And on the other side of the coin, we are capable of love no better or worse than that of Romeo and Juliet, or for that matter, Adam and Eve. Our joys reach the same heights, our embraces are just as strong, and our kisses are just as lingering. Mankind's aptitude for love has remained unchanged since we picked our first rose and handed to that special person.
In eight thousand years, the whole of human history, the core of humanity has not changed. We're still attempting to cheat death and we're still trying to do it in the company of friends. Every emotion that we see in historical literature is one with which we can identify, and in that, the Bible is just as relevant today as it was in the centuries in which it was written.
No one, for example, looks at Judas' betrayal of Jesus, and says to themselves, "I don't see why that upset Jesus so much." Many of Paul's sentiments: that he tries hard not to sin, but does anyway, or that he misses those friends that he hasn't seen in a great while, are not alien to us. Even the panic that Adam and Eve must have felt, upon realizing that they were naked, is familiar to those of us who grew up with a bathroom whose lock was broken.

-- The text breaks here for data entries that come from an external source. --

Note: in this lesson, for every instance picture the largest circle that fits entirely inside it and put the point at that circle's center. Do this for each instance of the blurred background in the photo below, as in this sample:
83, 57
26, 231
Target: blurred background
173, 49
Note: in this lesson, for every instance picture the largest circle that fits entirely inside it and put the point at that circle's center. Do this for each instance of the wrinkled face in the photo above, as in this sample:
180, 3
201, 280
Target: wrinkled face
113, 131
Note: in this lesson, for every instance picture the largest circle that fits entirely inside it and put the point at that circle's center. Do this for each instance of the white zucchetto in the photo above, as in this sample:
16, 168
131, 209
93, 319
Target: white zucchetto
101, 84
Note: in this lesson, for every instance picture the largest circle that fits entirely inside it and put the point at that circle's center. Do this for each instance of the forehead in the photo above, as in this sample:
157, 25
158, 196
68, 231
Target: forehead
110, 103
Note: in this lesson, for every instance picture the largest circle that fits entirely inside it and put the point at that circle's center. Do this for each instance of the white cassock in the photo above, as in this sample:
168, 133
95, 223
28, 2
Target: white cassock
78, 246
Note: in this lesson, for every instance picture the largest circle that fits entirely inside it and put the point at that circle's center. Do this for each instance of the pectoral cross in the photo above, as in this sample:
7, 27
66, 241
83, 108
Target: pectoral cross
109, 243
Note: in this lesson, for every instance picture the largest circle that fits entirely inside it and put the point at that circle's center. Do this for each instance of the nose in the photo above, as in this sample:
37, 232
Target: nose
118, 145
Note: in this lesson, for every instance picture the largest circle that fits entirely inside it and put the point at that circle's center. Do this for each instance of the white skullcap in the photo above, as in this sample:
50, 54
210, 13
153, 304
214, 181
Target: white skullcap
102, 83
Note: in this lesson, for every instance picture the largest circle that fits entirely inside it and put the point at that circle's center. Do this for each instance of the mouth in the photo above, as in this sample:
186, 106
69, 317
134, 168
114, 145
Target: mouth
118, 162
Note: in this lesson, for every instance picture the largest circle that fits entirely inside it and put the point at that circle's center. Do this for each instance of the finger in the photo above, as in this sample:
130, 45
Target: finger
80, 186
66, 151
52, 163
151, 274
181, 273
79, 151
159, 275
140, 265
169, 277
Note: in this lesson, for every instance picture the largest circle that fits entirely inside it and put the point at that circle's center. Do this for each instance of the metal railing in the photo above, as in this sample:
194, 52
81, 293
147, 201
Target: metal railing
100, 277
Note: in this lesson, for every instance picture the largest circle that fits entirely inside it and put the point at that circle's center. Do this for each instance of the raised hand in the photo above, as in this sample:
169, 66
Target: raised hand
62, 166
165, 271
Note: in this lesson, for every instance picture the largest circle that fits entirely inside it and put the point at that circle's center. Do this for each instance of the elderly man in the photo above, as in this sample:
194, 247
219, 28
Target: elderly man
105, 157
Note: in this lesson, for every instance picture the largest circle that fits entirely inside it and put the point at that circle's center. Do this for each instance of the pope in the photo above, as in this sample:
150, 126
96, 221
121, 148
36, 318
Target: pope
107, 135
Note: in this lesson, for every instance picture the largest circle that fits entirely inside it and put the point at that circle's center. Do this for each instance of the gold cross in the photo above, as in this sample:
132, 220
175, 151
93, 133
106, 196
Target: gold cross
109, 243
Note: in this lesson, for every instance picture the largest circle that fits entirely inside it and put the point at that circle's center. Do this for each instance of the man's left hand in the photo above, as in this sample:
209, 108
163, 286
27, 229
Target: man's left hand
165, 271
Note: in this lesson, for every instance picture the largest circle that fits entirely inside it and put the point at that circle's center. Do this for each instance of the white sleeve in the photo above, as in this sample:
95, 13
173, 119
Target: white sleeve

There are those that try to point out that the bible treats women, the enslaved, the poor, and the homosexual unfairly, but in the ways that count, I believe this is an empty charge. The bible has its share of heroines, such as Deborah the judge, who sat in authority over a male-dominated culture, and Mary Magdalene who, before all others, recognized and rejoiced at the sight of the risen Jesus. No other ancient book has taken the God-given ability to better oneself beyond one's situation, and transformed it from an option, into an obligation. Few other ancient writings take the time to expound on the plight of the poor as the bible does.
Both Jesus and James put upon their audience the duty of caring for the poor. In a society that is only just remembering the need to care for the broke and broken, I should think that we should be realizing that the Bible is possibly more relevant to us than our churchly and isolated grandparents.
The Bible addresses the issues that matter in life, and since the primal desires of man have not, nor will they ever change, it will remain relevant forever.